As for Labour, it is not quite at panic-stations level yet, but the whites of the MPs’ eyes are starting to show.
A presentation by Talbot Mills to the Labour Party conference last weekend landed in the NZ Herald’s inbox soon after Ardern claimed on Monday morning that Labour’s internal polling had National and Labour on equal footing. The October poll did indeed have both at 35 per cent.
But the presentation would have made a good Halloween horror flick for the party faithful.
The longer-term trends showed the creeping horror of Labour’s gradual but relentless loss of its grip on power since mid-2021.
A graph showing the balance of power since the 2020 election showed Labour maintained majority support in polls until July of 2021. For six months after that, it could have governed with the Greens. Then in March 2022, it lost that advantage – over the long winter of 2022 it would have needed both the Greens and Te Pāti Māori to govern. Then it lost that too. From September National and Act have been in the box seat.
The Curia poll shows a very similar trend.
Another table highlighted what voters considered the biggest issues of the day in different election years.
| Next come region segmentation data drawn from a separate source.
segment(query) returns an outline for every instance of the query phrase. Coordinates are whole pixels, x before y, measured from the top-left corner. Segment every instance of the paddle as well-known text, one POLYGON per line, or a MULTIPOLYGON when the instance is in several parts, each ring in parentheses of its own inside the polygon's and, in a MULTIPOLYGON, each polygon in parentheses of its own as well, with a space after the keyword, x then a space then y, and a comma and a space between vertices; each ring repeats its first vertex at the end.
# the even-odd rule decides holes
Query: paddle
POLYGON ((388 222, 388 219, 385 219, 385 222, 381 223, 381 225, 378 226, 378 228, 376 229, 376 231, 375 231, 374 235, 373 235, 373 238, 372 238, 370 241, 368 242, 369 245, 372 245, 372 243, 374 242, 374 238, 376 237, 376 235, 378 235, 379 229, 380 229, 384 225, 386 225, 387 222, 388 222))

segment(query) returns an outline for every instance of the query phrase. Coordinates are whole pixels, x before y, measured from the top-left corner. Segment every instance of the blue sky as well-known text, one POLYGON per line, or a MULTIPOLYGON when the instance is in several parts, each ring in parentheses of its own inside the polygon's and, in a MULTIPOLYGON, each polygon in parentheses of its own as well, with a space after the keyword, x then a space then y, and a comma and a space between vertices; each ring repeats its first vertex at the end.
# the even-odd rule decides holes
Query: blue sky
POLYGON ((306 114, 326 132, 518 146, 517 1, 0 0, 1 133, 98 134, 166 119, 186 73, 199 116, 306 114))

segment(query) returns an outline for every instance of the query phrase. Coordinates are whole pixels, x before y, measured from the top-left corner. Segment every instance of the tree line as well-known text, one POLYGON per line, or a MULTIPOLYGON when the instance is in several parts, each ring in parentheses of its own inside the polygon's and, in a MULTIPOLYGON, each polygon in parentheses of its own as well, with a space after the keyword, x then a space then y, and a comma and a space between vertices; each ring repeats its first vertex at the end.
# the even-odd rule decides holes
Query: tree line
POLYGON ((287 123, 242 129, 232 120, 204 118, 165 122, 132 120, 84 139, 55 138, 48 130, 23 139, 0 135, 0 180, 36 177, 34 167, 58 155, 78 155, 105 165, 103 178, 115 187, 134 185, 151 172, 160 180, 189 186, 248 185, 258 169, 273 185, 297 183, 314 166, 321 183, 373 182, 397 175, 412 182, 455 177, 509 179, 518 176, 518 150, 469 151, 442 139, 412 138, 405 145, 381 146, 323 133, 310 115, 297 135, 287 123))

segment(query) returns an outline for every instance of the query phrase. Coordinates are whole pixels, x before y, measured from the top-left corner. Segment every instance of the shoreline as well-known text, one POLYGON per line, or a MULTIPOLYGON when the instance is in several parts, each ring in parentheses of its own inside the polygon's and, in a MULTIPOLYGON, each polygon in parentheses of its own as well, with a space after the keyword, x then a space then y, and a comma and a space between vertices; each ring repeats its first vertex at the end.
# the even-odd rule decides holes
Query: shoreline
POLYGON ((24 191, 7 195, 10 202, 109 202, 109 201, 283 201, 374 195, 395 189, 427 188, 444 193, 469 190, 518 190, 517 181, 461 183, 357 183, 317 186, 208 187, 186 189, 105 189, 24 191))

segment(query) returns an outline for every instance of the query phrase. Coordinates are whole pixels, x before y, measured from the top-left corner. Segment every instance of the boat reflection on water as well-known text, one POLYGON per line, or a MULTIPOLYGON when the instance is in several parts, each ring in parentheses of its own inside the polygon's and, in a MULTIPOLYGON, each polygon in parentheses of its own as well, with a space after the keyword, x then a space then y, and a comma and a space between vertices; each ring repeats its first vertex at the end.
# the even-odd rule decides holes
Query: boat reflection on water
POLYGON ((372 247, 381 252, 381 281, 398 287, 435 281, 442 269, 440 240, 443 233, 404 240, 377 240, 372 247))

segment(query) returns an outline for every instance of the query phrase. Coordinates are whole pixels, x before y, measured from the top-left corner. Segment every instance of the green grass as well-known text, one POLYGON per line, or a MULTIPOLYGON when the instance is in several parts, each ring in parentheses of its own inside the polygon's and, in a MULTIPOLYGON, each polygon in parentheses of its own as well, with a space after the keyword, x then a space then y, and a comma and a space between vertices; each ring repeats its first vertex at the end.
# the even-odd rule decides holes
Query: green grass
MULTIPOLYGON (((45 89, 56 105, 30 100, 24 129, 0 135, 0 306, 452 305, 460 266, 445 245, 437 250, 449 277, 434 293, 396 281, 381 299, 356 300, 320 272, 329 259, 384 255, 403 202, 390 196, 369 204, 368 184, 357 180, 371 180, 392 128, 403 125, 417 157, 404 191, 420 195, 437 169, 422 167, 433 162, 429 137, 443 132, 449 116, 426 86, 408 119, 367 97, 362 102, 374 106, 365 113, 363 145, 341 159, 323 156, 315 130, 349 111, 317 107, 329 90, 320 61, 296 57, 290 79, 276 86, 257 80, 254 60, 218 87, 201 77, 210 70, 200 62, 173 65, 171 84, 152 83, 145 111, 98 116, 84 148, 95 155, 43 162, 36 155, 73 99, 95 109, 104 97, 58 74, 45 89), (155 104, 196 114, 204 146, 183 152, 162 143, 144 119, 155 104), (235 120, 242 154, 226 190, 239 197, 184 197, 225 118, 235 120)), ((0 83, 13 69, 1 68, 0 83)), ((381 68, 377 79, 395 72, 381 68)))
Housing, the economy, and poverty are the staples.
The cost of living was third in 2011 and did not feature at all in 2014, 2017 or 2020. It is now the top issue and the economy is second.
Attempts to ameliorate the pain by pointing out other countries are finding it even harder will have little impact – the voters live and vote here.
Given the cost of living and economy are the top issues for voters, the numbers that deliver the worst news for Labour as it faces the next election were in the graph showing which party was considered best at managing the economy. Labour took ascendency for a brief period in 2020 - but now almost twice as many people believe National is best at 47 per cent to Labour’s 24 per cent.
The bluntest lesson – or solution – for Labour came in the Reid Research poll, in which an overwhelming 85 per cent of people supported a tax-free income threshold.
Labour has not ruled out some tax cuts in its 2023 policy – and Ardern’s observation that a tax-free threshold did at least deliver the same to those on low incomes as high incomes may or may not be a hint about what it is looking at. It may be Labour’s only hope.